Heavy On Atmosphere, Heavier On Brutality.

"The Hills Have Eyes" is personally one of my favorite horror films of the '70s era, I'd say this one is just below Tobe Hooper's "The Texas Chainsaw Massacre". I love the whole atmosphere the film gives off, and how brutal the film is. "The Hills Have Eyes" follows a normal American family on a camping trip who accidentally crash their station wagon and trailer in the middle of the California desert. The gang consists of Bob and Ethel, and their teenage children Bobby and Brenda, and their adult daughter Lynne and her husband and infant. Their father goes out for help, while the rest of them wait at the trailer, but they are unknowingly being watched by a family of cannibalistic mountain people that are hungry for flesh. As night falls, the clan of mountain-dwelling cannibals close in on the family, attacking their little safe-haven Airstream trailer, and begin to brutally slaughter each of them as they fight to save their lives.

One of the more memorable exploitation films from the 1970s, this gruesome little chiller is a nice addition to the list. Wes Craven, writer and director of this movie, does a great job at setting a mood, atmosphere, and having plenty of scary moments throughout. The desert in the film is eerie itself, it's such an empty and genuinely creepy landscape for a horror film to be set in. Along with this is the brutality factor - this is a harrowing little movie. The violence is shocking and strangely realistic, and it makes it more unsettling than it could have been. I can see why Mr. Craven has gone on to direct so many other successful horror films, such as "Scream" and "A Nightmare on Elm Street", because he's good at what he does.

The acting here isn't bad, we have Dee Wallace Stone ("E.T.", "Cujo"), but most of the other actors are unknowns, who give decent performances. Some of the acting was admittedly over the top and a little laughable at times, but what could you expect from a low-budget '70s horror flick? This film comes to a close in a rather odd way, fading out into a red screen. The ending was surely abrupt and I'm sure there were other, better ways to conclude the story. But, again, the rough abruptness is another addition to the movie's raw atmosphere and visceral quality. This isn't a pleasant movie, and I think anyone who has seen it can agree on that.
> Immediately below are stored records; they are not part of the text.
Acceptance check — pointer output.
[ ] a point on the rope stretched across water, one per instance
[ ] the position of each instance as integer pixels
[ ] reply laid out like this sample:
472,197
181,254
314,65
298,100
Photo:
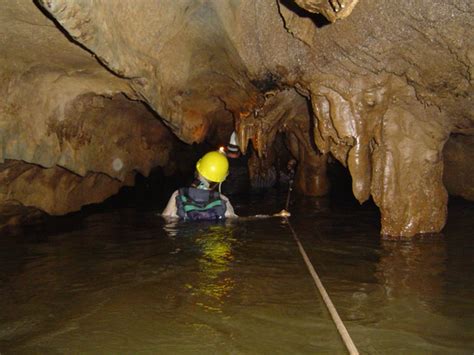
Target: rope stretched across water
327,300
346,338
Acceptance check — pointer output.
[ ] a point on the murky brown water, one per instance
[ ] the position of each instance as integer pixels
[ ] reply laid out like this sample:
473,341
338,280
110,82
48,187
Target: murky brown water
124,281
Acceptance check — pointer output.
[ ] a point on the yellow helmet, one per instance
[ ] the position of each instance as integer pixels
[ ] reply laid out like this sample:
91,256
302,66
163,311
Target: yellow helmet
213,166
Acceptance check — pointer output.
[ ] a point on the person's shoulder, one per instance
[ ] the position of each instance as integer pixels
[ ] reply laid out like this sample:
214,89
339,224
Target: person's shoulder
224,197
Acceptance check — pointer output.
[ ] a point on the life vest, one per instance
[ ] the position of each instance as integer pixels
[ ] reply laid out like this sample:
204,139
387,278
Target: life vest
198,204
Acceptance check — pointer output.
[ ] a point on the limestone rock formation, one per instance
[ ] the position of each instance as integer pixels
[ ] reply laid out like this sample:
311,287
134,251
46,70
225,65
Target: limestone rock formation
382,86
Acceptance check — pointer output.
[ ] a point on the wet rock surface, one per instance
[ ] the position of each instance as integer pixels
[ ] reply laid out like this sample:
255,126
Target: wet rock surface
381,86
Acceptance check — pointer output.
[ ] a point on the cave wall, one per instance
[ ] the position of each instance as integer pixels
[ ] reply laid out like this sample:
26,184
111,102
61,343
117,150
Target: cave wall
71,132
380,85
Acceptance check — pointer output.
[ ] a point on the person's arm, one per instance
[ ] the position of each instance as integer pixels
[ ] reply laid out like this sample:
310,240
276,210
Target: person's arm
229,212
171,210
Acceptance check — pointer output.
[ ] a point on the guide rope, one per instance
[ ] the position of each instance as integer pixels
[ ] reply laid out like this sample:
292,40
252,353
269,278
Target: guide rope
346,338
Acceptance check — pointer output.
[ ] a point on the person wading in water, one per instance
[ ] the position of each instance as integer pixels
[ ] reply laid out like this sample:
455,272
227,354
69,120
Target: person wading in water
201,201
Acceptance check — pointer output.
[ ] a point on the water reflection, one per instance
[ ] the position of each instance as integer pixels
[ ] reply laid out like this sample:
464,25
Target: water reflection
214,244
413,268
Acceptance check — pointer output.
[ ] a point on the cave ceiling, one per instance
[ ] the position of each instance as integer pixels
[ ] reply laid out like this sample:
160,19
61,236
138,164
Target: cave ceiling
96,91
Bottom line - "The Hills Have Eyes" is one of the best horror/exploitation films to come from the '70s era. Not the best, but it is definitely close to it. It's brutal, raw, unsettling, and it made me uncomfortable. Any movie that has the power to do that must really have something going for it. Definitely worth a watch, it's a classic midnight-movie. One of my many personal favorites. If you like this, I'd also recommend Craven's debut picture, "Last House On The Left", which is also a visceral exploitation B-movie classic. 9/10.